La loi ALUR : prévention des copropriétés dégradées

publié le 02/06/2014

De nouveaux documents obligatoires voient le jour ; le but de la loi ALUR est  d’établir le bilan de santé de la copropriété afin d’anticiper les travaux à réaliser pour maintenir l’immeuble en bon état. 

-    Le diagnostic technique global

Le diagnostic technique global des immeubles relevant du statut de la copropriété, la loi ALUR prévoit : « afin d’assurer l’information des copropriétaires sur la situation générale de l’immeuble et, le cas échéant, aux fins d’élaborer un  plan pluriannuel de travaux ,l’assemblée générale des copropriétaires se prononce sur la question de faire réaliser par un tiers , disposant de compétences précisées par décret, un diagnostic technique global pour tout immeuble à destination partielle ou totale d’habitation relevant du statut de la copropriété».

Ce diagnostic doit comprendre :

1° une analyse de l’état des parties communes et des équipements communs de l’immeuble ;
2° Un état de la situation du syndicat des copropriétaires au regard des obligations légales et réglementaires au titre de la construction et de l’habitation ;
3° une analyse des améliorations possibles de la gestion technique et patrimoniale de l’immeuble ;
4° Un diagnostic de performance énergétique de l’immeuble .

Il fait apparaître une évaluation sommaire du coût et une liste des travaux nécessaires à la conservation de l’immeuble , en précisant notamment ceux qui devraient être menés dans les dix prochaines années ».

A compter du 1er janvier 2017, ce diagnostic sera obligatoire  pour toute mise en copropriété d’un immeuble construit depuis plus de 10 ans.

Il remplace le diagnostic technique préalable.

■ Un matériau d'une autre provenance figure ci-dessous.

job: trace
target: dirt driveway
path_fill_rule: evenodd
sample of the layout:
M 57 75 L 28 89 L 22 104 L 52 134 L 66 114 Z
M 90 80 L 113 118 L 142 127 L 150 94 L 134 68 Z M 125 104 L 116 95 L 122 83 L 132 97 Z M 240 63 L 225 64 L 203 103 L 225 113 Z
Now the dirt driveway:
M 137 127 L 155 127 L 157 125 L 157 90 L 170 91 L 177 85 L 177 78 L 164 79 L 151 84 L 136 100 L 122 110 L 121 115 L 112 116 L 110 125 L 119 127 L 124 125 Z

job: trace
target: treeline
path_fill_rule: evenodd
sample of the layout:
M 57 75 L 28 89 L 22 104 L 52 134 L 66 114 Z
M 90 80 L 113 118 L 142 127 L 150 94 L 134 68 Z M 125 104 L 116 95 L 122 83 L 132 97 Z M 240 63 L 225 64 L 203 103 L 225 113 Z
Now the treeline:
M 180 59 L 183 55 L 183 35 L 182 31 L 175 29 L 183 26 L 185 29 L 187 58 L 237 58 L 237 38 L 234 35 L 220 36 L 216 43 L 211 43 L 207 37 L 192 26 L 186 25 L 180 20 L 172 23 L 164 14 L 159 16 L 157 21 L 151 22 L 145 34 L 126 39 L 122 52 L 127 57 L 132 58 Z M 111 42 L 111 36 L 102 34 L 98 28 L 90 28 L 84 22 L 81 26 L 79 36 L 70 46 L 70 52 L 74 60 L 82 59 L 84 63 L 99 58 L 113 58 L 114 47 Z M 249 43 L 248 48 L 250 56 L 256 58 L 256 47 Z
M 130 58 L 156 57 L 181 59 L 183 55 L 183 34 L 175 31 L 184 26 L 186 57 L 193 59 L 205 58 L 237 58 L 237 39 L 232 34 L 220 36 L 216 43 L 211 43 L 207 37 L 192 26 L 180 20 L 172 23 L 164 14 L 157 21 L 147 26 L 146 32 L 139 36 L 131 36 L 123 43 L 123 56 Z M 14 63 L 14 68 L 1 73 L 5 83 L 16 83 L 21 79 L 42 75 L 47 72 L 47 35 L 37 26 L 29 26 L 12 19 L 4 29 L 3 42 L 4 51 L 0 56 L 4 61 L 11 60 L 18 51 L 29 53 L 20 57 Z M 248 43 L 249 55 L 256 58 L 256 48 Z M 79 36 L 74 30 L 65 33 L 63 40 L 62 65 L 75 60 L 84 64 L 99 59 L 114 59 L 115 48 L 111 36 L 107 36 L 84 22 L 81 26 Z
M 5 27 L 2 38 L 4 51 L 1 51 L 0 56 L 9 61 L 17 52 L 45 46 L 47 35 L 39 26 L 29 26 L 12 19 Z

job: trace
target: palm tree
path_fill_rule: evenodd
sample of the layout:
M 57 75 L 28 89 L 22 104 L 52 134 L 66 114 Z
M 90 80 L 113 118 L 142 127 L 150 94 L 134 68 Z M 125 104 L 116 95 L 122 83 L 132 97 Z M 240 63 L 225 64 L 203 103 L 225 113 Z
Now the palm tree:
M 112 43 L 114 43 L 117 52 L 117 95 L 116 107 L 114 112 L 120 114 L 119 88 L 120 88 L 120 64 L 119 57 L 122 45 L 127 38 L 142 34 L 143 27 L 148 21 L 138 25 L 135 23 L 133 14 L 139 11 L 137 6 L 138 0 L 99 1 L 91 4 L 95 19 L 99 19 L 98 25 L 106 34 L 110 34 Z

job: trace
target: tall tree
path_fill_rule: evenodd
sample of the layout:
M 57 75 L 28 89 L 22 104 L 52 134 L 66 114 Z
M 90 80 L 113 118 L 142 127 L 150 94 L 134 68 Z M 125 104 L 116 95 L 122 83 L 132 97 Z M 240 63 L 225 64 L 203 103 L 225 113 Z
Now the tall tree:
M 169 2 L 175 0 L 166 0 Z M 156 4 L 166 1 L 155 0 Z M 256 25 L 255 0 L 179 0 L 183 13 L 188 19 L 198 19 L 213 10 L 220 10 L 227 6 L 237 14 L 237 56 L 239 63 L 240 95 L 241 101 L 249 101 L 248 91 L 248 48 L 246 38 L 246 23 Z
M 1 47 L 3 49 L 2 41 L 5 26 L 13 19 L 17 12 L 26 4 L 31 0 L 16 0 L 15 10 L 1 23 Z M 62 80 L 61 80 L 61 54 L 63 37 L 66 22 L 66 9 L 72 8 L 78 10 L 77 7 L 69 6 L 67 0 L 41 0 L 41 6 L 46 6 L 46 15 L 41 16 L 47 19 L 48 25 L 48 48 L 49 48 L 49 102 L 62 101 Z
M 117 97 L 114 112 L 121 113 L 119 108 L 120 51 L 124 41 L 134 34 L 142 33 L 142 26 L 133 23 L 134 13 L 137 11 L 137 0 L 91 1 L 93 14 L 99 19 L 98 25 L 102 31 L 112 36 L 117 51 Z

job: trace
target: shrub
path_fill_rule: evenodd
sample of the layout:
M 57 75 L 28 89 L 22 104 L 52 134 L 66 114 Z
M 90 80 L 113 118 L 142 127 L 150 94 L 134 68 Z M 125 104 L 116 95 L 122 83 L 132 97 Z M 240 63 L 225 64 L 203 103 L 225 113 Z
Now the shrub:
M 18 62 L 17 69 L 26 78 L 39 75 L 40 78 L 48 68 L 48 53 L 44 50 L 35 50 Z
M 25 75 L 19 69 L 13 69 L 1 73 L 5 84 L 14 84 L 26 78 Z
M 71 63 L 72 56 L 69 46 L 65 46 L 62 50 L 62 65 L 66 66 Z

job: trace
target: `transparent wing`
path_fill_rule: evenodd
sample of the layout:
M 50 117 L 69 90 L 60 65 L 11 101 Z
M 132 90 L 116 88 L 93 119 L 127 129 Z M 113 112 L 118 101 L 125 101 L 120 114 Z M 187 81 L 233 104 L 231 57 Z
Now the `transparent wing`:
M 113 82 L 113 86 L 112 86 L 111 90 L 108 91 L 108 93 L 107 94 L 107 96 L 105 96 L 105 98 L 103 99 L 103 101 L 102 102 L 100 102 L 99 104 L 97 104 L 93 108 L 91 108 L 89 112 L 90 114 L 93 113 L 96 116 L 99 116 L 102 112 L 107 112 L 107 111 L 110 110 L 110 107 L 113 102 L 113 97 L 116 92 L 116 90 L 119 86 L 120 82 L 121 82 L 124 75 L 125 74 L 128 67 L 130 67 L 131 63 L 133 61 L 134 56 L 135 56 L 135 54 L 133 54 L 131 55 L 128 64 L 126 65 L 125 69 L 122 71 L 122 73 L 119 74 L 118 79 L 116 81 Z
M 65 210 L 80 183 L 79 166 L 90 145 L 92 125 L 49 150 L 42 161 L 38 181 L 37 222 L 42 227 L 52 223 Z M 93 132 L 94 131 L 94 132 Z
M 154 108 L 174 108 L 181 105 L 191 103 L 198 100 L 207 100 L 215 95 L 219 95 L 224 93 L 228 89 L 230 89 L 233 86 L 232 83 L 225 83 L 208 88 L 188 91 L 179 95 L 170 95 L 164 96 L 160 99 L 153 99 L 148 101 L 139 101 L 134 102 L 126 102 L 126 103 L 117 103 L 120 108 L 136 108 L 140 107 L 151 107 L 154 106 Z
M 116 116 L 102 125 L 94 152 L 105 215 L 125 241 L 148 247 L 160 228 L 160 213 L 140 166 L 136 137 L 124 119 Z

Le carnet d’entretien doit intégrer la liste des travaux nécessaires prévus par le diagnostic.

-    La fiche synthétique

La loi ALUR prévoit qu’une fiche synthétique devra être réalisée sur la copropriété dans laquelle se situe le bien regroupant les données financières et techniques de la copropriété.

La réalisation de cette fiche synthétique n’est toutefois obligatoire que dans les copropriétés à destination au moins partielle d’habitation ; elle sera accessible à tout copropriétaire et transmise à tout candidat acquéreur.

Son application et son contenu sont liés à la parution d’un décret.

-    Le fonds de travaux obligatoire

Obligation de constituer un fonds de travaux dans les copropriétés d’immeubles à destination totale ou partielle d’habitation

Les copropriétaires seront redevables à compter du 1er janvier 2017, d’une cotisation annuelle obligatoire ;  celle-ci ne pourra être inférieure à 5 % du budget prévisionnel annuel.

Ce fonds servira à faire face au paiement des travaux à venir.

Dérogations :

-    par décision unanime en assemblée générale, si l’immeuble comporte moins de 10 lots,
-    si le diagnostic technique global a été réalisé et ne fait ressortir aucun besoin de travaux dans les dix ans à venir,
-    si le fonds de travaux atteint un montant supérieur au budget prévisionnel. Dans ce cas, le syndic inscrit à l’ordre du jour de l’assemblée. La question de l’élaboration d’un plan pluriannuel de travaux ; et la question de la suspension des cotisations au fonds de travaux.

Les sommes versées au titre du fonds de travaux sont attachées au lot et définitivement acquises au syndicat.

Le syndic est tenu de verser les cotisations du fonds de travaux sur le compte séparé ouvert au nom du syndicat.

-    L’obligation de s’assurer

Chaque copropriétaire et plus généralement chaque syndicat des copropriétaires sont obligés de s’assurer contre les risques de responsabilité civile.